Automated detection of new cerebral infarctions and prognostic implications using deep learning on serial MRI.
Authors
Affiliations (12)
Affiliations (12)
- Department of Electronics Engineering, Incheon National University, Incheon, South Korea.
- Department of Neurology, Inje University Haeundae Paik Hospital, Busan, South Korea.
- Department of Neurology, Chung-Ang University Gwangmyeong Hospital, Gwangmyeong, South Korea.
- Department of Neurology, Uijeongbu Eulji Medical Center, Eulji University School of Medicine, Uijeongbu, South Korea.
- Department of Neurology, Ulsan Hospital, Ulsan, South Korea.
- Department of Neurology, Busan Paik Hospital, Inje University College of Medicine, Busan, South Korea.
- Department of Neurology, Dong-A University College of Medicine, Busan, South Korea.
- Department of Neurology and Stroke Center, Samsung Medical Center, Sungkyunkwan University School of Medicine, Seoul, South Korea.
- Department of Neurology, Korea University Ansan Hospital, Ansan, South Korea.
- Department of Electrical and Computer Engineering, Sungkyunkwan University, Suwon, South Korea.
- Center for Neuroscience Imaging Research, Institute for Basic Science, Suwon, South Korea.

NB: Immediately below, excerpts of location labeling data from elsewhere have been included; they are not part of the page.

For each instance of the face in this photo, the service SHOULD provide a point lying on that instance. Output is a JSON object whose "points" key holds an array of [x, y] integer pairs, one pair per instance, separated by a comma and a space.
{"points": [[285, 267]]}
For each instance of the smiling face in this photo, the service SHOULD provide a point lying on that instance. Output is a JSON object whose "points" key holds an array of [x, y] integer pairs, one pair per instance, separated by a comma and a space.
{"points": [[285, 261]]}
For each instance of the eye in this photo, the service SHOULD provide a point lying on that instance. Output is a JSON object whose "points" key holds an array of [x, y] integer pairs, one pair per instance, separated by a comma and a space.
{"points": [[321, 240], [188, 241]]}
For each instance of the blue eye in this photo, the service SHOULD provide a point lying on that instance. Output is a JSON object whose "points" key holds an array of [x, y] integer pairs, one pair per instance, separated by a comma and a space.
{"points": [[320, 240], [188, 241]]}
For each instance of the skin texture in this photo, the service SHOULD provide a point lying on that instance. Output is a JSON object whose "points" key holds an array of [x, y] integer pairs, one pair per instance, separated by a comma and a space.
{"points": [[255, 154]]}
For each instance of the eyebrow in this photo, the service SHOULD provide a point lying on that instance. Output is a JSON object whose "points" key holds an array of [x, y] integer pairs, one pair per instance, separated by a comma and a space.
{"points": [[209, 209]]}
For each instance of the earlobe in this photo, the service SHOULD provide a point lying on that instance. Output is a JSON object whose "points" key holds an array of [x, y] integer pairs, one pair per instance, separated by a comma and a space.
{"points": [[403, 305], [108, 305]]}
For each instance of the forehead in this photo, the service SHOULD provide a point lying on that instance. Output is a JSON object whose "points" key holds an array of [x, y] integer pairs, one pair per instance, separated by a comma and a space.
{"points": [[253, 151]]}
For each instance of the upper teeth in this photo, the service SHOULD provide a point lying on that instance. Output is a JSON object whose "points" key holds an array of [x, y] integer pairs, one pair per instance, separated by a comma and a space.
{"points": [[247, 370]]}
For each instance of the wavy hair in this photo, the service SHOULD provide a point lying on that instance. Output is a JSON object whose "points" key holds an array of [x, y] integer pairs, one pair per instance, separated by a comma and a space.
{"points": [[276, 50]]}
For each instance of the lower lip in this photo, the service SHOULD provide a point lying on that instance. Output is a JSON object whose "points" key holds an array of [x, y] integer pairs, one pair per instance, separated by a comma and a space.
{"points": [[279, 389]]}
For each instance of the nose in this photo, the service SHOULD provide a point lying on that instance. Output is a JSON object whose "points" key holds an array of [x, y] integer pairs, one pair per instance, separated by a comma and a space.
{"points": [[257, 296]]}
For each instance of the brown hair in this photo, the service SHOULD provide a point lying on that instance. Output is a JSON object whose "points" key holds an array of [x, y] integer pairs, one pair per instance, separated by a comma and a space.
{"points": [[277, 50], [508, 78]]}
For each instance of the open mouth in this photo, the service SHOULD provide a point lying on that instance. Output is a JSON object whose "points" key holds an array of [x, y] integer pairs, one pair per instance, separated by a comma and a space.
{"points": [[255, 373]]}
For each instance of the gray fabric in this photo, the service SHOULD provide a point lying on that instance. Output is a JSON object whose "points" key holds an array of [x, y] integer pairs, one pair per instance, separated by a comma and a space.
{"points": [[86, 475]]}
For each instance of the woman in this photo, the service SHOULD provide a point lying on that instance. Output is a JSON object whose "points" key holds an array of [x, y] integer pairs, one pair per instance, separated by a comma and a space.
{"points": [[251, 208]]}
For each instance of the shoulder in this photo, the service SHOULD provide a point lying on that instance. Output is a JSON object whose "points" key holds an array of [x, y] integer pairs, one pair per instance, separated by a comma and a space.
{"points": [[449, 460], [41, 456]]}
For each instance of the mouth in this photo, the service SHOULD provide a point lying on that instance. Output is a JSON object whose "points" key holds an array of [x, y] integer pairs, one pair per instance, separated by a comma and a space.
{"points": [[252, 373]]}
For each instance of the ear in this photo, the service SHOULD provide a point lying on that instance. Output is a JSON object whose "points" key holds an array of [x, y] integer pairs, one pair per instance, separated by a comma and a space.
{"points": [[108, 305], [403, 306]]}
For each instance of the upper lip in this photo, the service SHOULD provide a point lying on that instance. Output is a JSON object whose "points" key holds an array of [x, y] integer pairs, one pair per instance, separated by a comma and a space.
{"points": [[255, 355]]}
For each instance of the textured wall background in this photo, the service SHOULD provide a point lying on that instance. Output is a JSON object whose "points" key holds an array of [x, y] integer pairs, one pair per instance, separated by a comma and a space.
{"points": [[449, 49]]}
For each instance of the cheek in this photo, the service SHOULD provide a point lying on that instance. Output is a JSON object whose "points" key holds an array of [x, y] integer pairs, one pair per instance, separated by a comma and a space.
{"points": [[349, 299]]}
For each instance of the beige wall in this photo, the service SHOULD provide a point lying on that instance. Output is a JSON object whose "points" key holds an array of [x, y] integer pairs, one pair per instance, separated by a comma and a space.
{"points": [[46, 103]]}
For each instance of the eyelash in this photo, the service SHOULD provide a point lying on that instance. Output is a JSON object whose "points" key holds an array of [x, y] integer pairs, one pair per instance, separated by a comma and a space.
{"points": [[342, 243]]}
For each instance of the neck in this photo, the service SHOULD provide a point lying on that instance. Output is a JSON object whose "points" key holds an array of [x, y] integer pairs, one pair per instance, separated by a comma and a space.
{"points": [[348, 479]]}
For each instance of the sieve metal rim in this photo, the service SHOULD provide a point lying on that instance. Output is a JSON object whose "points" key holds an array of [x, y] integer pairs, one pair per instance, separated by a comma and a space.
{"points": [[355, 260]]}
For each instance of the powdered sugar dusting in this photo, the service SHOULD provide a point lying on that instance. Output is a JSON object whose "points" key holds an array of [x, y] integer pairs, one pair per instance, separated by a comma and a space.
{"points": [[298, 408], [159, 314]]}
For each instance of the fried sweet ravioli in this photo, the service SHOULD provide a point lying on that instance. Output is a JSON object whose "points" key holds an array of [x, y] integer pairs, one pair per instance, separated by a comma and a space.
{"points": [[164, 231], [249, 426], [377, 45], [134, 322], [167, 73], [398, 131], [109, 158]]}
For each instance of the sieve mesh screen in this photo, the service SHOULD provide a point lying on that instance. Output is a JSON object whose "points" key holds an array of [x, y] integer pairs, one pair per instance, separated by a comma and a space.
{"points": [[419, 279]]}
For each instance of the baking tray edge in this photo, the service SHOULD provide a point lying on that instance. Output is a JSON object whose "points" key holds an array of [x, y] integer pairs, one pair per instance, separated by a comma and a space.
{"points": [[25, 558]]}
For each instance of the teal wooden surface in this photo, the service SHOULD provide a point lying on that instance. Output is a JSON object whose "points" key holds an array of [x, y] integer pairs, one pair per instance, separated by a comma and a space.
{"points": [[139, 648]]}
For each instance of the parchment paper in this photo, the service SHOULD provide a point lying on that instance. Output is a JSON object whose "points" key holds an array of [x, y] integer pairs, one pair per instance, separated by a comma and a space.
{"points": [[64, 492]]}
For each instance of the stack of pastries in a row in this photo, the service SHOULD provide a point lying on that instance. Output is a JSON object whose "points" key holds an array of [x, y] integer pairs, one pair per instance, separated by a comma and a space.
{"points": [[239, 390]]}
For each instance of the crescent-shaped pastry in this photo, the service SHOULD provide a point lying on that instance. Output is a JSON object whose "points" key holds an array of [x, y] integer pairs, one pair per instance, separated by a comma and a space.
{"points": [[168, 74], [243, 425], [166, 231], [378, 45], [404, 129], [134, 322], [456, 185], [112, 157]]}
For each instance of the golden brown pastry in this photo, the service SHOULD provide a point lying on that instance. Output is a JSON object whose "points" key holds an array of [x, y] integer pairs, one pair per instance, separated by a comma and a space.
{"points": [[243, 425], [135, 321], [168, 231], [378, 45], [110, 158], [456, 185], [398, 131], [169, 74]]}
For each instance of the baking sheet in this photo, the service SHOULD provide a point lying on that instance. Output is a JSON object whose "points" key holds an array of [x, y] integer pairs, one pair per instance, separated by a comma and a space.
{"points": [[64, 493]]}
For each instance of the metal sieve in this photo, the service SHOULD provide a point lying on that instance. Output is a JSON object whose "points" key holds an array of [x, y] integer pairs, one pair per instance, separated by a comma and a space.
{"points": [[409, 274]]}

- Department of Neurology, Hanyang University Guri Hospital, College of Medicine, Hanyang University, Guri, South Korea. [email protected].
Abstract
We developed and externally validated a deep learning model to automatically detect new ischemic lesions on serial FLAIR MRI scans in patients with stroke. Manual interpretation of follow-up imaging is labor-intensive and variable, and silent brain infarctions (SBIs) are frequently missed despite their prognostic importance. Using 25,451 paired slices from 1055 patients across two hospitals, we trained a convolutional neural network with supervised contrastive learning to classify new lesion occurrence. The model achieved an area under the receiver operating characteristic curve of 0.89 in both internal and external validation cohorts. To evaluate clinical relevance, we further analyzed an independent asymptomatic cohort of 307 patients with a median follow-up of two years. Patients classified as SBI-positive by the model showed a significantly higher risk of subsequent symptomatic stroke than those without SBI. In multivariable Cox regression adjusted for age and major vascular risk factors, model-positive patients had a 3.8-fold increased risk of stroke recurrence. These findings indicate that AI can identify clinically meaningful SBIs that are under-recognized in routine practice and independently associated with stroke recurrence. Automated lesion detection may provide a reproducible imaging biomarker for risk stratification, supporting standardized interpretation of follow-up MRI and informing secondary stroke prevention strategies.